Posted by: Paul Oates | 15 July 2019 at 02:09 PM
The most practical help Australia can provide to PNG is to help us implement the Singirok gun report - the first step being to confiscate and destroy all unlicensed firearms.
We need a completely independent party to rid all illegally held firearms, starting from the highlands, then down to all gun totting so called big shots who sponsor the illegal arms race, then to the rest of the country.
Papua New Guineans are too compromised to disarm ourselves.

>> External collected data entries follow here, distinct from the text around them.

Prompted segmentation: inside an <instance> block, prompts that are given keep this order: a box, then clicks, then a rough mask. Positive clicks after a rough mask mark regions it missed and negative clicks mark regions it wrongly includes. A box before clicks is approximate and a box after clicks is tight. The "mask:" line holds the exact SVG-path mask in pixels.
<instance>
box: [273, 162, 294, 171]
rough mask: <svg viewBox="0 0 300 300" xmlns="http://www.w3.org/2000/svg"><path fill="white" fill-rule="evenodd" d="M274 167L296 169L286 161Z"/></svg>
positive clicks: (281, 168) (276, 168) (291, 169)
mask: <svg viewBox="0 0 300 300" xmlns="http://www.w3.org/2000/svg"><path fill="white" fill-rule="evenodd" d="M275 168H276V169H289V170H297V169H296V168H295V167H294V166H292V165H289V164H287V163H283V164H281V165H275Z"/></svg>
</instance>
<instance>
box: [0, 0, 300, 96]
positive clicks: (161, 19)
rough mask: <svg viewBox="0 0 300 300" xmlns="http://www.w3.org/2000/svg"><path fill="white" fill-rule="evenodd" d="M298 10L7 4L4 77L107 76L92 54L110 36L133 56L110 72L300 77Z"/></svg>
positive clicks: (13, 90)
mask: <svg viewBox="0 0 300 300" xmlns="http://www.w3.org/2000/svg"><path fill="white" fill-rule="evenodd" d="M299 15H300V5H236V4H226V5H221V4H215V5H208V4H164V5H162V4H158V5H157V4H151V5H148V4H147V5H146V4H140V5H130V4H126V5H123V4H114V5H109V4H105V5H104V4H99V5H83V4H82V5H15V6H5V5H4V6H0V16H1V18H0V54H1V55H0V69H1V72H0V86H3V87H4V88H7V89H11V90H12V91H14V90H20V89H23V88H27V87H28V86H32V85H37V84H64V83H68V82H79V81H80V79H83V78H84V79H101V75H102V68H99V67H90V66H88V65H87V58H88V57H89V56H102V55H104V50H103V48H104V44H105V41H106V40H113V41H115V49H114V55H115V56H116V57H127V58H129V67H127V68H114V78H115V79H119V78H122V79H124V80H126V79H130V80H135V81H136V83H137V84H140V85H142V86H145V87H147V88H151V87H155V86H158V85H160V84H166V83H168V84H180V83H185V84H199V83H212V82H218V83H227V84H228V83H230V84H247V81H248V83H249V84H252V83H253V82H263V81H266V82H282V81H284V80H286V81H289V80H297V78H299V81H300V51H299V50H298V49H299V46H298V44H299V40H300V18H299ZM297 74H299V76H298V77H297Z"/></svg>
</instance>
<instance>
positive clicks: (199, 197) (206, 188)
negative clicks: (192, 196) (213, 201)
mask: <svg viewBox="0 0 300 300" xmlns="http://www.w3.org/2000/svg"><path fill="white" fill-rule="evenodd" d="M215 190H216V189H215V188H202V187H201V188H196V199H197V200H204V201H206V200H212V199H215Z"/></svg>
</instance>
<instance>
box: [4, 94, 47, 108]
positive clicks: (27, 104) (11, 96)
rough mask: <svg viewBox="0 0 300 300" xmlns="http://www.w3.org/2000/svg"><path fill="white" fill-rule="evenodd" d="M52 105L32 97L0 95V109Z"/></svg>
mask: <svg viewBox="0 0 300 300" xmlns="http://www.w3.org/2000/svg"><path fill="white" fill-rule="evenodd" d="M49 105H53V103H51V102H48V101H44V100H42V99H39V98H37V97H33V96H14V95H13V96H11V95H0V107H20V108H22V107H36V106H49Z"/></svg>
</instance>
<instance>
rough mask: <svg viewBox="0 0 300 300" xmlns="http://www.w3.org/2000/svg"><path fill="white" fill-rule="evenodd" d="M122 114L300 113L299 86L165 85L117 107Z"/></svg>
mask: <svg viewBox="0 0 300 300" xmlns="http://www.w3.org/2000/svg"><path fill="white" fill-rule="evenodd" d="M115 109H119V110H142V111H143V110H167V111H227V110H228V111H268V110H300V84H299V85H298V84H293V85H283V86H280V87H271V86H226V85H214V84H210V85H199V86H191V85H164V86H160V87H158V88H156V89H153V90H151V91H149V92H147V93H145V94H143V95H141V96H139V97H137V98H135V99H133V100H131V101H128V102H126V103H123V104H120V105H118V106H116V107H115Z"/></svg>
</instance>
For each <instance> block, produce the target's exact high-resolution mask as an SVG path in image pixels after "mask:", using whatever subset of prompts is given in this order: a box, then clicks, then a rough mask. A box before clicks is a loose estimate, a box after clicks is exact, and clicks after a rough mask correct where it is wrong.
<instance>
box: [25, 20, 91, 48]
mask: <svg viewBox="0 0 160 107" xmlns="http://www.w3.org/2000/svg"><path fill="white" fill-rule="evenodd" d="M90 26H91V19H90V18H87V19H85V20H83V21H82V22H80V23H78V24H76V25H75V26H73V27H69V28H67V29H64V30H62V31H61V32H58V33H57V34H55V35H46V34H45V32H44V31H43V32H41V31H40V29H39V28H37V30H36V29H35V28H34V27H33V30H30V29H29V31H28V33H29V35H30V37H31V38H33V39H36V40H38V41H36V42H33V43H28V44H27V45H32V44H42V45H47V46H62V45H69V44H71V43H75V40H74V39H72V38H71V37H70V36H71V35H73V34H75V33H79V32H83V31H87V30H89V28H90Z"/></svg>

We need ADF to come in and kick a few sorry arses and take their guns away and cut them up and burn them.
Once everyone is disarmed and returned to the same equal footing, then we can talk about arresting killers and jailing them and enforcing the law.
Any other approach would prove futile!
Posted by: David Kitchnoge | 15 July 2019 at 09:54 AM
Keith - Do you want to publish this article as a follow on to the above, more particularly the pictures just to show how casual this matter of "guns" is including my follow up comment at the bottom of the page.
There is nothing covert about the illegal possession of guns.
__________
Bai mi nap tumara - KJ
Posted by: Peter Salmon | 15 July 2019 at 08:18 AM
The usual pointing of fingers and the offering of gratuitous advice are signs of a mere ephemeral understanding of why tribal warfare is happening.
Looking beneath the initial and justifiable horror, to suggest the simple imposition of foreign police or security force to reimpose law and order is fanciful at best. At worst, it is patronising and potentially offensive to the PNG authorities.
The hasty imposition of a RAMSI like force on the PNG Highlands is no answer. That would just be a political ‘quick fix’ that’s easy to suggest but ineffective in the long term. The real issue is complex and can’t be solved by simply throwing large lumps of taxpayer aid funds at the problem. Foreign, law enforcement operatives are not the answer, as has been proven in the past.
PNG desperately needs the support of friends who understand what is happening and why? PNG needs people in Canberra who are responsible for overseas aid, to take a deep breath and rethink how that aid is provided, who it is provided to and what the aid is objectively provided to do.
Potential, cosmetic visits by poorly briefed, Australian fact finders will be another waste of time and effort. It might provide great PR photo opportunities but little else. What is desperately required is a real understanding of PNG’s problems and working out achievable solutions in a collaborative, joint approach to help our nearest neighbour wherever possible.